Mais dès l'abandon de l'étalon-or la confiance se détourna de la monnaie pour se reporter sur les biens réels ; on y découvrit à nouveau des garanties de sécurité et des possibilités de profit. C'est donc vers eux qu'on se mit à fuir. La hausse commencée, le thésauriseur se trouva pénalisé. Se débarrasser de l'argent liquide, acheter, stocker, entreprendre redevint conforme à la ligne de conduite raisonnable.
Mouvement spéculatif à la hausse évidemment, mais qui succédait à une attitude tout aussi spéculative à la baisse, suivant un rythme bien connu du système capitaliste.
Le gouvernement Roosevelt y assista tout d'abord avec un mélange de satisfaction et de crainte, sans en saisir exactement les causes et la signification. S'il les avait comprises, il eût profité du démarrage psychologique pour procéder le plus vite possible à une expansion monétaire, rendue indispensable par la longue et terrible période de déflation que l'Amérique venait de traverser. Il l'eût fait en accélérant les dépenses extrabudgétaires, en procédant à des émissions massives d'emprunts, en obligeant les banques de créer de nouveaux crédits pour y souscrire, bref en répandant l'argent à flots dans le pays. En tout cas, il n'eût pas risqué d'arrêter net la reprise, vers la mi-juin, en engageant prématurément à la Conférence de Londres des pourparlers en vue de la stabilisation du dollar.
On n'a pas oublié les fausses manoeuvres auxquelles se livra, dès son arrivée en Angleterre, la délégation américaine, laquelle n'était d'ailleurs composée — à l'exception du sénateur Pittman — que de partisans du retour immédiat à l'étalon-or. Le 16 juin, on annonça qu'un accord de stabilisation était en vue ; aussitôt les cours des matières premières s'écroulèrent sur les marchés de Chicago, de la Nouvelle-Orléans et de New-York.
On aurait pu le prévoir. Toute déclaration officielle en faveur d'un rattachement du dollar à l'or restituait en effet, son prestige et son attrait au refuge monétaire. La reprise était encore trop récente, trop fragile, les facteurs purement psychologiques trop importants, pour que la thésaurisation ne prît pas aussitôt sa revanche.
C'est alors que M. Roosevelt commença de voir clair. Il refusa de souscrire à l'accord élaboré à Londres par les experts américains, anglais et français. Quelques jours plus tard, néanmoins, la délégation américaine, tenace dans son incompréhension, reprenait les négociations sur une base à peine différente. Cette fois le président se fâcha. Il lança le 30 juin le fameux message où il posait les principes d'une réforme monétaire et proclamait sa volonté de diriger le dollar.
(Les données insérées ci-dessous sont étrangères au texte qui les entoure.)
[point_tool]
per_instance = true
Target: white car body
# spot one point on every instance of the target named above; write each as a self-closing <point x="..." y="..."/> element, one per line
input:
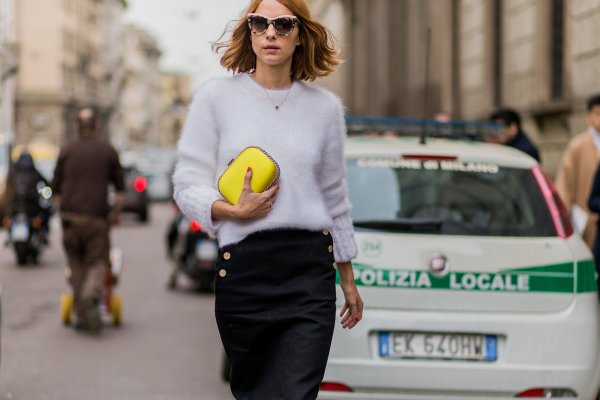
<point x="531" y="302"/>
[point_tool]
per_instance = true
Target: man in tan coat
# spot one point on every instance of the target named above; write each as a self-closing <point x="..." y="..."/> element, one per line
<point x="578" y="167"/>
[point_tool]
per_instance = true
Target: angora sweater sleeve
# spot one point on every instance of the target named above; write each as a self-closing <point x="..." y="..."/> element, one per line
<point x="333" y="186"/>
<point x="194" y="176"/>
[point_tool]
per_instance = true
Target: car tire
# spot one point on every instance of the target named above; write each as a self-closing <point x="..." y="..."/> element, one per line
<point x="225" y="368"/>
<point x="21" y="253"/>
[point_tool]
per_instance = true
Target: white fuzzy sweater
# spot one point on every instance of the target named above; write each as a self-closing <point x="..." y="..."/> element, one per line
<point x="306" y="138"/>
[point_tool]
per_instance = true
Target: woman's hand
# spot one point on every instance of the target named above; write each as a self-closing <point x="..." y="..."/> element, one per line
<point x="253" y="205"/>
<point x="351" y="313"/>
<point x="250" y="205"/>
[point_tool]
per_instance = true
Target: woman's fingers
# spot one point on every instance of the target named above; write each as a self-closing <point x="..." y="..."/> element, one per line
<point x="247" y="180"/>
<point x="351" y="312"/>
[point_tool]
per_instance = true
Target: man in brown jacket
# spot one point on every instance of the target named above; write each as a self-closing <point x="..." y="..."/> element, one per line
<point x="577" y="169"/>
<point x="85" y="168"/>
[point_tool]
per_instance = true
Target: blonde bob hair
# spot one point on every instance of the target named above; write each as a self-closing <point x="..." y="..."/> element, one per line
<point x="315" y="57"/>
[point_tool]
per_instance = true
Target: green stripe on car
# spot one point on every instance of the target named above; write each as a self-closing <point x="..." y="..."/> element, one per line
<point x="555" y="278"/>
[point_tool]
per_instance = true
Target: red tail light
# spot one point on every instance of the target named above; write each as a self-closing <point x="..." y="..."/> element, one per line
<point x="334" y="387"/>
<point x="532" y="393"/>
<point x="195" y="226"/>
<point x="561" y="220"/>
<point x="140" y="184"/>
<point x="548" y="393"/>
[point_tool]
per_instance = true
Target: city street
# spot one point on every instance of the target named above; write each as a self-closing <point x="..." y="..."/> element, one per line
<point x="167" y="348"/>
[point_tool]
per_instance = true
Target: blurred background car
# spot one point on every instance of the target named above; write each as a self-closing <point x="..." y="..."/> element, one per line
<point x="156" y="164"/>
<point x="136" y="198"/>
<point x="474" y="283"/>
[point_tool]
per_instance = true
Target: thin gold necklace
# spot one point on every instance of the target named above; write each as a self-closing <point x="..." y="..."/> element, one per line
<point x="274" y="104"/>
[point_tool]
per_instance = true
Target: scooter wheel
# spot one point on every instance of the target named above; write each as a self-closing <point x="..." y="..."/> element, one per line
<point x="66" y="308"/>
<point x="116" y="309"/>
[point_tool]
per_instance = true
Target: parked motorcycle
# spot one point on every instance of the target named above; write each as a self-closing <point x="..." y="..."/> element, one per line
<point x="193" y="252"/>
<point x="27" y="232"/>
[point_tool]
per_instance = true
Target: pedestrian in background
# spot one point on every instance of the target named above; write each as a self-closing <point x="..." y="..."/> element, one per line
<point x="513" y="134"/>
<point x="85" y="168"/>
<point x="275" y="284"/>
<point x="576" y="173"/>
<point x="594" y="207"/>
<point x="22" y="191"/>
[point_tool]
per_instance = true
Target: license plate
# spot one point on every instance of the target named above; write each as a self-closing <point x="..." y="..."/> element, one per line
<point x="443" y="346"/>
<point x="19" y="231"/>
<point x="206" y="250"/>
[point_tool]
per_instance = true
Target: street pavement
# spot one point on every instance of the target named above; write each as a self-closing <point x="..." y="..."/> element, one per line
<point x="167" y="348"/>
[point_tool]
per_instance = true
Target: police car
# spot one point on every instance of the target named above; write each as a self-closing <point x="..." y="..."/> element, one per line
<point x="474" y="283"/>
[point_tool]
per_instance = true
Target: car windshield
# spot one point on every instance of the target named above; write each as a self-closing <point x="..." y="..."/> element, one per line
<point x="446" y="197"/>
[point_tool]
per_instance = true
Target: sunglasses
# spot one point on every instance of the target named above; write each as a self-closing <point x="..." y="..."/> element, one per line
<point x="284" y="24"/>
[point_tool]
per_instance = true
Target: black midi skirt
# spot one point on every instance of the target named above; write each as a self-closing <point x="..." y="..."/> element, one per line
<point x="275" y="310"/>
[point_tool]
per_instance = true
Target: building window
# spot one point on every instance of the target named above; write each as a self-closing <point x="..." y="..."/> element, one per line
<point x="557" y="49"/>
<point x="497" y="49"/>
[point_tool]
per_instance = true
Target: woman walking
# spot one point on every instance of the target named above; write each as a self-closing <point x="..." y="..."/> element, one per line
<point x="275" y="283"/>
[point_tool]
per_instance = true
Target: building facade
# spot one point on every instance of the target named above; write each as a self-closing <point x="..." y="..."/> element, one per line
<point x="142" y="87"/>
<point x="414" y="58"/>
<point x="176" y="96"/>
<point x="65" y="61"/>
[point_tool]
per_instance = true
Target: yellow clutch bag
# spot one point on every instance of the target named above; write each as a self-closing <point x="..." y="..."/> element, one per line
<point x="265" y="172"/>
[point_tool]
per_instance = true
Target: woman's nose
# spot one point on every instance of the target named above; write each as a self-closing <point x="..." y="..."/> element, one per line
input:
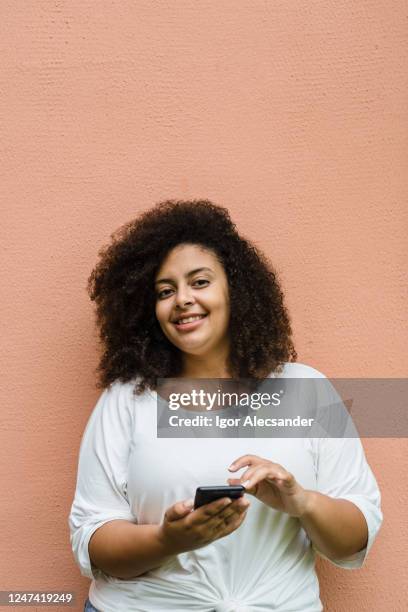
<point x="183" y="297"/>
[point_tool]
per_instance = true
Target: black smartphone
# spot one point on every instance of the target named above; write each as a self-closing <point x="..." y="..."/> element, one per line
<point x="205" y="495"/>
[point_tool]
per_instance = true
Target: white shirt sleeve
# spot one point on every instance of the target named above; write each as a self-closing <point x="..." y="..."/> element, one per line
<point x="343" y="472"/>
<point x="100" y="494"/>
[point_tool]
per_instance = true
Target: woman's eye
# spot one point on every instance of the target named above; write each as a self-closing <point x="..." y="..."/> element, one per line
<point x="162" y="293"/>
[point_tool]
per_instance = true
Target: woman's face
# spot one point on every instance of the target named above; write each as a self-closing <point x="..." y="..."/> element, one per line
<point x="192" y="283"/>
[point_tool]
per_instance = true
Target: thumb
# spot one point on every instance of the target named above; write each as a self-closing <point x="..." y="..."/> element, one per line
<point x="179" y="510"/>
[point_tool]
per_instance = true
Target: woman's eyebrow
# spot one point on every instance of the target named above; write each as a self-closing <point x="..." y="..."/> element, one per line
<point x="170" y="280"/>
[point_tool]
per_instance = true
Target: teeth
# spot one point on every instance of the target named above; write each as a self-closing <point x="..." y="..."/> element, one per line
<point x="190" y="319"/>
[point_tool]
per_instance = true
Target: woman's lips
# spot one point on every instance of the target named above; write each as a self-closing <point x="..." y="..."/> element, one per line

Répudiant les « vieux fétiches » il précisait en effet que les « Etats-Unis recherchent un dollars tel que, passée une génération, il ait le même pouvoir d'achat et la même valeur que celui que nous voulons assurer dans un avenir prochain ». Ainsi définissait-il sa future politique monétaire comme devant tendre d’abord à relever les prix jusqu'au niveau de 1926, puis à l'y maintenir.
Par quelles « manipulations monétaires » M. Roosevelt comptait-il atteindre ce résultat ? Ni son message à la Conférence de Londres, ni ses autres déclarations de la même époque ne permettaient de le dire.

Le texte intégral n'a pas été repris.